Description of problem: After upgrade from JON3.1.2.GA to JON3.2.ER1, there were 2 agent processes running. Local old rhq agent process was still running and upgraded agent was complaining about port collision. This lasted for a few minutes, then the old agent was stopped and new agent was correctly started and registered with the server. It seems that the installer doesn't wait for the old agent process to fully shutdown before starting the new agent. Version-Release number of selected component (if applicable): JON3.2.ER1 How reproducible: 2/2 Steps to Reproduce: 1. JON3.1.2.GA server and agent are installed and running 2. stop JON3.1.2.GA server (the agent is still running) 3. upgrade to JON3.2.ER1 ./rhqctl upgrade --from-server-dir /home/hudson/jon-server-3.1.2.GA/ --run-data-migrator do-it --storage-data-root-dir /home/hudson/ Actual results: Two agent processes were running for ~ 5 minutes Expected results: Upgraded agent is started after the old agent is fully shutdown.

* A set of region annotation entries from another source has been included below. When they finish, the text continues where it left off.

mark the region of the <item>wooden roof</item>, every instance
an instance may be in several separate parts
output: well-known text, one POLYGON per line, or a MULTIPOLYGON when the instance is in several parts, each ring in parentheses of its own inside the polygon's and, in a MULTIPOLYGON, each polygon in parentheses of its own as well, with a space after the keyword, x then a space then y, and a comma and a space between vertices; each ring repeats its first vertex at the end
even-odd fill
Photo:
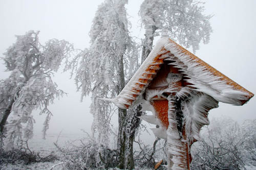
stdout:
POLYGON ((177 67, 188 78, 190 86, 218 101, 242 105, 254 95, 174 41, 164 37, 158 41, 120 94, 109 100, 123 109, 133 106, 142 98, 146 88, 157 76, 164 60, 175 61, 177 67))

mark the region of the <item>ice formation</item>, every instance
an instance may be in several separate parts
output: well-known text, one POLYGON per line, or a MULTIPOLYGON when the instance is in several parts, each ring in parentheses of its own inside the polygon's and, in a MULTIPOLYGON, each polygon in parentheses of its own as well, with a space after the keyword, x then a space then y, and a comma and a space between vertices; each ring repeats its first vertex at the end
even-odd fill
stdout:
POLYGON ((168 169, 189 169, 189 148, 209 124, 208 111, 219 102, 242 105, 253 94, 167 37, 161 38, 115 99, 127 109, 142 103, 153 115, 141 119, 160 128, 154 134, 167 139, 168 169))

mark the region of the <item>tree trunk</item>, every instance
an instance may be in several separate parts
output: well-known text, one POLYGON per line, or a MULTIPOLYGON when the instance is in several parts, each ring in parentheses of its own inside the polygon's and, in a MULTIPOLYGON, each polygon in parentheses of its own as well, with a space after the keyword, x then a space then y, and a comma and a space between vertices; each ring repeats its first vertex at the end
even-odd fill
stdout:
MULTIPOLYGON (((156 27, 153 27, 152 36, 145 35, 144 45, 142 47, 141 63, 147 57, 152 50, 154 40, 154 34, 156 27)), ((119 93, 124 87, 124 75, 123 73, 123 58, 119 63, 119 85, 118 93, 119 93)), ((133 159, 133 142, 135 132, 139 127, 140 119, 138 116, 141 116, 142 112, 140 111, 142 107, 138 105, 135 108, 129 110, 118 109, 118 136, 117 142, 118 167, 120 169, 134 169, 133 159)))
POLYGON ((4 115, 1 119, 1 121, 0 122, 0 132, 2 133, 4 132, 4 129, 6 124, 7 118, 11 113, 11 110, 12 110, 12 104, 13 103, 14 103, 14 100, 13 99, 9 104, 8 108, 6 109, 5 112, 4 112, 4 115))
MULTIPOLYGON (((119 93, 125 86, 124 74, 123 71, 123 57, 119 63, 119 85, 118 93, 119 93)), ((140 119, 137 117, 141 115, 140 106, 129 110, 118 108, 118 135, 117 140, 118 166, 120 169, 134 169, 133 159, 133 141, 135 131, 139 127, 140 119), (128 112, 128 114, 127 114, 128 112)))
POLYGON ((128 110, 125 117, 123 117, 121 122, 119 122, 119 127, 120 125, 123 126, 118 133, 118 139, 120 140, 118 140, 119 148, 118 150, 120 152, 119 153, 118 161, 118 167, 120 169, 133 169, 135 168, 133 142, 136 129, 140 123, 140 119, 137 117, 142 114, 142 112, 140 111, 141 109, 141 106, 138 105, 133 109, 128 110))
POLYGON ((153 41, 155 33, 157 30, 157 27, 155 26, 152 26, 152 33, 151 35, 145 34, 145 38, 143 40, 142 52, 141 54, 141 64, 148 56, 150 52, 152 50, 153 46, 153 41))

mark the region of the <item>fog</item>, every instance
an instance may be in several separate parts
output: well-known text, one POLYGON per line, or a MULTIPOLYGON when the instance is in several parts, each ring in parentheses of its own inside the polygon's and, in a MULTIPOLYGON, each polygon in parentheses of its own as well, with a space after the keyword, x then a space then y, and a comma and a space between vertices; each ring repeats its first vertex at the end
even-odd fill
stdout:
MULTIPOLYGON (((0 57, 15 41, 15 35, 23 35, 30 30, 39 30, 42 44, 52 38, 65 39, 76 48, 90 45, 88 35, 97 6, 103 1, 0 0, 0 57)), ((143 37, 138 13, 142 0, 130 0, 126 6, 132 23, 131 34, 143 37)), ((196 55, 248 90, 256 91, 256 1, 238 0, 207 1, 206 14, 214 15, 210 20, 214 32, 208 44, 201 44, 196 55)), ((191 49, 189 49, 191 50, 191 49)), ((0 78, 8 77, 3 61, 0 65, 0 78)), ((90 113, 90 96, 80 102, 80 92, 76 91, 69 72, 59 72, 54 80, 59 88, 68 93, 56 100, 49 109, 53 113, 50 133, 62 130, 68 133, 90 130, 93 122, 90 113)), ((220 103, 209 112, 209 117, 224 115, 242 122, 256 118, 256 99, 253 98, 243 106, 220 103)), ((35 133, 40 133, 45 115, 32 113, 36 120, 35 133)), ((114 121, 114 124, 117 123, 114 121)))

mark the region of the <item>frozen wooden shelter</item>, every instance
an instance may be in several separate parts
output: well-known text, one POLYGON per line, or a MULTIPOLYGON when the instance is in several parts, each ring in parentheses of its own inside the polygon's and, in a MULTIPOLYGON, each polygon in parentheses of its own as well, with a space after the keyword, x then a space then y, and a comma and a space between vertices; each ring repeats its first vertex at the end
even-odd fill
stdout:
POLYGON ((152 115, 140 118, 158 125, 154 134, 167 139, 168 169, 189 169, 189 148, 209 124, 208 111, 219 102, 243 105, 253 96, 183 47, 165 37, 115 99, 129 109, 142 104, 152 115))

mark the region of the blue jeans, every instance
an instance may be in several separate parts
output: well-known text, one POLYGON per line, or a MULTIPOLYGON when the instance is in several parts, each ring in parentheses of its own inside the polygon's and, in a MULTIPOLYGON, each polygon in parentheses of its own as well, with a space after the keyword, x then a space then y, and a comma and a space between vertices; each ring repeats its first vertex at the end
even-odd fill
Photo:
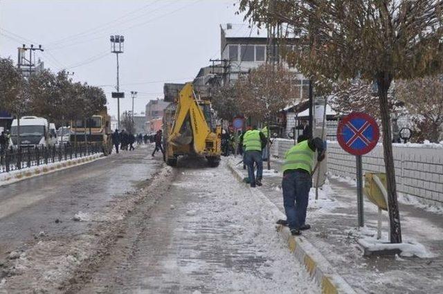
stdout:
POLYGON ((269 149, 268 148, 267 145, 266 145, 264 148, 263 148, 263 150, 262 151, 262 152, 263 154, 263 160, 267 160, 268 152, 269 152, 269 149))
POLYGON ((294 171, 283 176, 283 205, 290 229, 298 230, 305 225, 311 186, 312 180, 307 173, 294 171))
POLYGON ((251 186, 255 185, 255 176, 254 174, 254 163, 257 165, 257 179, 262 180, 263 177, 263 160, 262 159, 262 152, 260 151, 246 151, 245 156, 245 163, 248 166, 248 176, 251 186))

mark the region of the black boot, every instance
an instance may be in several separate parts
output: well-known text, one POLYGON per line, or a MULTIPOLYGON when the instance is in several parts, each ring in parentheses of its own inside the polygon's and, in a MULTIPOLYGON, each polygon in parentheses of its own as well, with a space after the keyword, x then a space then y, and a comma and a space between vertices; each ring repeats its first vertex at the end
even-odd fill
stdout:
POLYGON ((276 223, 278 225, 284 226, 285 227, 288 226, 288 221, 286 221, 284 219, 279 219, 278 221, 277 221, 276 223))
POLYGON ((302 232, 300 231, 300 230, 298 229, 291 229, 291 234, 293 236, 298 236, 302 235, 302 232))

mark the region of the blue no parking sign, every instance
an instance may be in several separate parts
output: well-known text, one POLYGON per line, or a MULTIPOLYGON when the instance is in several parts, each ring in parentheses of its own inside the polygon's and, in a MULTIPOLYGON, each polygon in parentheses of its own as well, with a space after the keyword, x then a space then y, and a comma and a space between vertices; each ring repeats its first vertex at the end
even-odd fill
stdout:
POLYGON ((353 112, 345 116, 337 127, 337 140, 345 151, 355 155, 357 180, 357 214, 359 226, 364 226, 363 201, 363 172, 361 156, 377 145, 380 136, 379 126, 370 116, 353 112))
POLYGON ((348 153, 363 155, 371 151, 379 142, 379 126, 370 116, 353 112, 345 116, 337 127, 337 140, 348 153))

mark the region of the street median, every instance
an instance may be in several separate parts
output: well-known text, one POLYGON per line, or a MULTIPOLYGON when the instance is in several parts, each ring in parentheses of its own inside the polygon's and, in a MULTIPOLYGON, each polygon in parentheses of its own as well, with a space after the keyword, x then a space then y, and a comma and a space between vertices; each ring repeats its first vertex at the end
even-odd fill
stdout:
MULTIPOLYGON (((233 164, 228 163, 228 167, 233 176, 240 182, 243 182, 243 175, 233 164)), ((275 220, 286 219, 284 213, 273 203, 260 189, 246 187, 251 196, 269 208, 275 217, 275 220)), ((313 277, 321 288, 323 293, 355 294, 356 292, 347 282, 334 270, 333 267, 322 254, 304 237, 294 237, 289 228, 275 225, 275 229, 280 238, 287 244, 288 250, 297 259, 305 265, 306 270, 313 277)))

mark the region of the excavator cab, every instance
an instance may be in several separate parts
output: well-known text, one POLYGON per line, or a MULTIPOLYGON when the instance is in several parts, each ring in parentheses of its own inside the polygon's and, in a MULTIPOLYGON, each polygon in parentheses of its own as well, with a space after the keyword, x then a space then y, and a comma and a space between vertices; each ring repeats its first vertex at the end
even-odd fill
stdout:
MULTIPOLYGON (((175 166, 178 156, 197 155, 206 157, 210 166, 218 166, 222 127, 213 126, 210 102, 197 100, 192 83, 188 83, 180 91, 177 104, 170 109, 174 107, 173 119, 166 118, 163 121, 166 163, 175 166)), ((172 116, 170 112, 170 116, 172 116)))

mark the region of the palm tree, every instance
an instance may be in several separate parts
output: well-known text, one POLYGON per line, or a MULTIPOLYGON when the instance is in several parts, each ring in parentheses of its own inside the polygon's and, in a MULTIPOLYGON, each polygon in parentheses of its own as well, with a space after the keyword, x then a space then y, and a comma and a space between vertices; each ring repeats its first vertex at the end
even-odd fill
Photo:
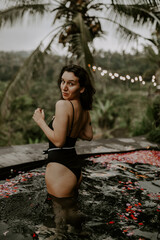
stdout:
POLYGON ((38 71, 37 62, 43 59, 57 38, 59 43, 68 47, 72 60, 87 69, 88 63, 93 64, 93 40, 103 34, 103 20, 111 23, 123 39, 131 41, 143 37, 155 44, 152 38, 134 31, 131 23, 138 28, 150 25, 159 29, 159 8, 159 1, 156 0, 110 0, 107 3, 103 0, 6 0, 5 8, 0 11, 1 27, 7 22, 14 24, 23 19, 26 13, 34 17, 36 14, 44 16, 50 12, 53 13, 53 30, 46 36, 47 44, 44 44, 46 38, 41 41, 7 87, 0 106, 1 118, 6 116, 7 110, 9 113, 10 101, 15 94, 23 92, 24 87, 18 90, 17 86, 24 86, 31 81, 33 71, 38 71), (59 24, 56 28, 55 22, 59 24), (26 76, 26 70, 30 73, 29 76, 26 76))

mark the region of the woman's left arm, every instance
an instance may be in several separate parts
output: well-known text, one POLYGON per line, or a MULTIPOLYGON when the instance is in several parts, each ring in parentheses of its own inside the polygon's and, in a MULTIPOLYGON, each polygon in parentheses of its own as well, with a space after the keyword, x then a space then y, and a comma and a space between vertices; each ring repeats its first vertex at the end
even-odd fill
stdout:
POLYGON ((64 145, 67 136, 68 114, 63 100, 56 103, 54 130, 46 124, 44 111, 40 108, 35 110, 33 119, 55 146, 62 147, 64 145))

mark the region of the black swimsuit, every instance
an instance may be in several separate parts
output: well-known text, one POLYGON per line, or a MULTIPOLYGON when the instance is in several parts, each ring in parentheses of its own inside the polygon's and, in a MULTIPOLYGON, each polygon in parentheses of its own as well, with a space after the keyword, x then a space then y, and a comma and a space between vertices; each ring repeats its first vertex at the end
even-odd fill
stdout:
MULTIPOLYGON (((72 102, 70 103, 72 104, 72 102)), ((51 141, 49 141, 49 148, 45 153, 48 153, 47 163, 56 162, 66 166, 75 174, 78 181, 81 176, 81 163, 78 159, 78 156, 75 150, 75 143, 77 141, 77 138, 70 137, 72 128, 73 128, 73 122, 74 122, 73 104, 72 104, 72 108, 73 108, 72 125, 71 125, 69 136, 66 137, 66 142, 64 146, 62 148, 58 148, 51 141)), ((53 123, 53 120, 48 125, 51 129, 53 129, 52 123, 53 123)))

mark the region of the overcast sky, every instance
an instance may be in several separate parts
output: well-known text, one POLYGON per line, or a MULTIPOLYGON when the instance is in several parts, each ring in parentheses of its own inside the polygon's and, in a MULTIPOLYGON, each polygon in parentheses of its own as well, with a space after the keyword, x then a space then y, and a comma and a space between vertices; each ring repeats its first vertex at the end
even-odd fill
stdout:
MULTIPOLYGON (((27 23, 17 23, 13 27, 5 26, 0 29, 0 51, 32 51, 40 41, 53 29, 51 27, 53 16, 47 15, 41 21, 36 18, 27 23)), ((26 21, 25 21, 26 22, 26 21)), ((143 42, 143 41, 142 41, 143 42)), ((137 43, 127 46, 120 42, 110 31, 105 38, 97 38, 94 41, 95 48, 111 51, 125 50, 130 52, 133 47, 137 48, 137 43)), ((141 49, 139 45, 139 49, 141 49)), ((55 54, 66 54, 62 44, 55 43, 53 52, 55 54)))

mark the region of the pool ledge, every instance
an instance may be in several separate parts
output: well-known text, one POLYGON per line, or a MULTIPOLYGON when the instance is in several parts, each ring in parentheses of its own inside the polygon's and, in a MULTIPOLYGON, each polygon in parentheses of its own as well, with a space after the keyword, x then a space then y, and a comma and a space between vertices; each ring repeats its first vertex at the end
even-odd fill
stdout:
MULTIPOLYGON (((45 160, 43 150, 47 149, 47 143, 15 145, 0 147, 0 169, 11 166, 34 163, 45 160)), ((136 149, 160 148, 160 145, 151 143, 144 136, 133 138, 110 138, 88 141, 78 141, 76 150, 78 154, 98 154, 125 152, 136 149)))

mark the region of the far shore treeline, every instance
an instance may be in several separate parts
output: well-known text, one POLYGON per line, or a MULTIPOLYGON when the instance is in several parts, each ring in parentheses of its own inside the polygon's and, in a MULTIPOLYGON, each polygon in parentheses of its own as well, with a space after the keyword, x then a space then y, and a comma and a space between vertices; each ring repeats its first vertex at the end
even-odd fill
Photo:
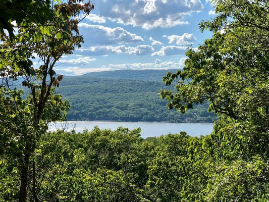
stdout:
MULTIPOLYGON (((151 11, 177 2, 133 2, 151 11)), ((211 2, 215 17, 199 28, 212 36, 186 52, 183 69, 64 78, 56 64, 81 47, 94 2, 1 1, 0 202, 268 202, 269 1, 211 2), (215 121, 200 137, 48 132, 68 116, 215 121)))

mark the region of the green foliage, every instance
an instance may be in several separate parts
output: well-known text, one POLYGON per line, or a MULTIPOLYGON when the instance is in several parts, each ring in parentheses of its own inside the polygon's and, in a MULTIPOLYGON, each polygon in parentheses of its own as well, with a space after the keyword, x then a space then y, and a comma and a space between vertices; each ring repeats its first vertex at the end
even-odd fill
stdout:
MULTIPOLYGON (((134 75, 135 79, 136 70, 114 72, 65 77, 57 92, 70 102, 68 120, 170 122, 212 122, 216 120, 213 114, 207 111, 206 104, 196 105, 185 114, 169 111, 166 102, 158 96, 158 89, 164 87, 161 82, 125 79, 129 74, 134 75), (117 79, 98 78, 111 75, 117 79), (116 75, 122 78, 118 79, 116 75)), ((161 73, 136 72, 138 76, 144 74, 146 78, 161 73)), ((157 79, 159 76, 154 78, 157 79)))

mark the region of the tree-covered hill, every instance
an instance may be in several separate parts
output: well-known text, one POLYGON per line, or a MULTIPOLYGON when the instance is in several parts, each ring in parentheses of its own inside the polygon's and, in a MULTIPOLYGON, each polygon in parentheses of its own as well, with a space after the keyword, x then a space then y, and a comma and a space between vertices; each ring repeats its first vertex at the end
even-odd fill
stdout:
POLYGON ((162 81, 163 77, 167 72, 176 72, 177 70, 122 70, 91 72, 85 74, 83 77, 109 78, 114 79, 127 79, 142 81, 162 81))
POLYGON ((119 70, 66 76, 57 91, 70 102, 70 120, 212 122, 214 117, 207 112, 206 105, 196 106, 185 114, 168 109, 158 94, 166 87, 162 78, 167 71, 119 70), (138 77, 140 80, 135 80, 138 77))

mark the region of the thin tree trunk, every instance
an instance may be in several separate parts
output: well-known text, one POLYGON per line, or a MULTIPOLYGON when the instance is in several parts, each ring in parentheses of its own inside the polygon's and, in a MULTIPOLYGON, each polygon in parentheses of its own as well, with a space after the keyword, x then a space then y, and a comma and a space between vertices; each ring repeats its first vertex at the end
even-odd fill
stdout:
POLYGON ((25 162, 21 168, 21 186, 20 187, 19 202, 26 201, 30 156, 30 153, 27 153, 25 155, 24 157, 25 162))
POLYGON ((35 179, 35 162, 33 161, 33 195, 34 195, 34 200, 35 202, 39 202, 38 198, 36 195, 36 181, 35 179))

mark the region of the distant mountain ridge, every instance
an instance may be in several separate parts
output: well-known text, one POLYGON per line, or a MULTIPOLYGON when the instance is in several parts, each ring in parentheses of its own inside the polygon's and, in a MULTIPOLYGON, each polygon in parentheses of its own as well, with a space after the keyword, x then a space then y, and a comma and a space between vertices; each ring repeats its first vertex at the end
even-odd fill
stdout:
POLYGON ((169 70, 117 70, 64 76, 57 92, 70 102, 68 119, 80 121, 212 122, 207 104, 186 114, 169 110, 158 92, 169 70))
POLYGON ((111 79, 137 80, 142 81, 160 81, 163 77, 170 71, 176 72, 177 70, 120 70, 94 72, 83 74, 81 77, 108 78, 111 79))

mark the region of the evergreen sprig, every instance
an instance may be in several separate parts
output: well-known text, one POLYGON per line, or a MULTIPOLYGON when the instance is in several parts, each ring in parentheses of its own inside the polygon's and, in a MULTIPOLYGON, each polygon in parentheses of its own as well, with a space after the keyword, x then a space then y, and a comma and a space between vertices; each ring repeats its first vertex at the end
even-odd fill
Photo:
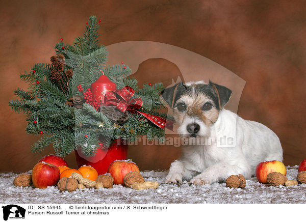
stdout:
POLYGON ((163 84, 144 84, 140 89, 137 80, 129 77, 131 73, 129 67, 106 66, 108 52, 106 47, 99 45, 96 17, 91 16, 87 23, 83 36, 76 38, 72 45, 61 41, 54 47, 57 55, 64 55, 64 70, 71 69, 72 77, 65 78, 62 73, 62 81, 55 82, 50 80, 54 64, 36 64, 32 71, 20 75, 20 79, 29 83, 28 91, 16 89, 14 93, 19 99, 9 102, 16 113, 26 114, 27 132, 39 137, 32 151, 41 151, 53 144, 56 153, 63 156, 78 148, 90 156, 94 155, 101 143, 107 147, 118 138, 135 141, 146 135, 148 140, 163 141, 164 130, 139 114, 130 114, 126 121, 115 124, 91 105, 84 103, 82 108, 77 109, 67 103, 70 98, 82 95, 78 86, 89 88, 104 74, 116 84, 117 89, 125 86, 133 88, 133 98, 140 97, 143 102, 141 111, 169 117, 160 112, 164 107, 160 99, 163 84))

As far as I can tell the stop command is issued for the old agent. The issue here, I think, is that when the server is down the agent has trouble shutting down because it has to wait on some server messages timing out. I'm not exactly sure how to force a wait here. But, two things to note: 1) With the latest lifecycle changes to the install and upgrade commands the agent will no longer start automatically after upgrade. It will only start if the --start option is specified. 2) The documentation does instruct users to shut down agents prior to install or upgrade. One possibility is to actually exit the upgrade if the agent is running (i.e. if the pid file is present, although on Windows there is no pid file). I think perhaps since the default behavior should now avoid any issue like this that we may just be able to close this issue. Asking Filip to review the above and decide on whether to proceed.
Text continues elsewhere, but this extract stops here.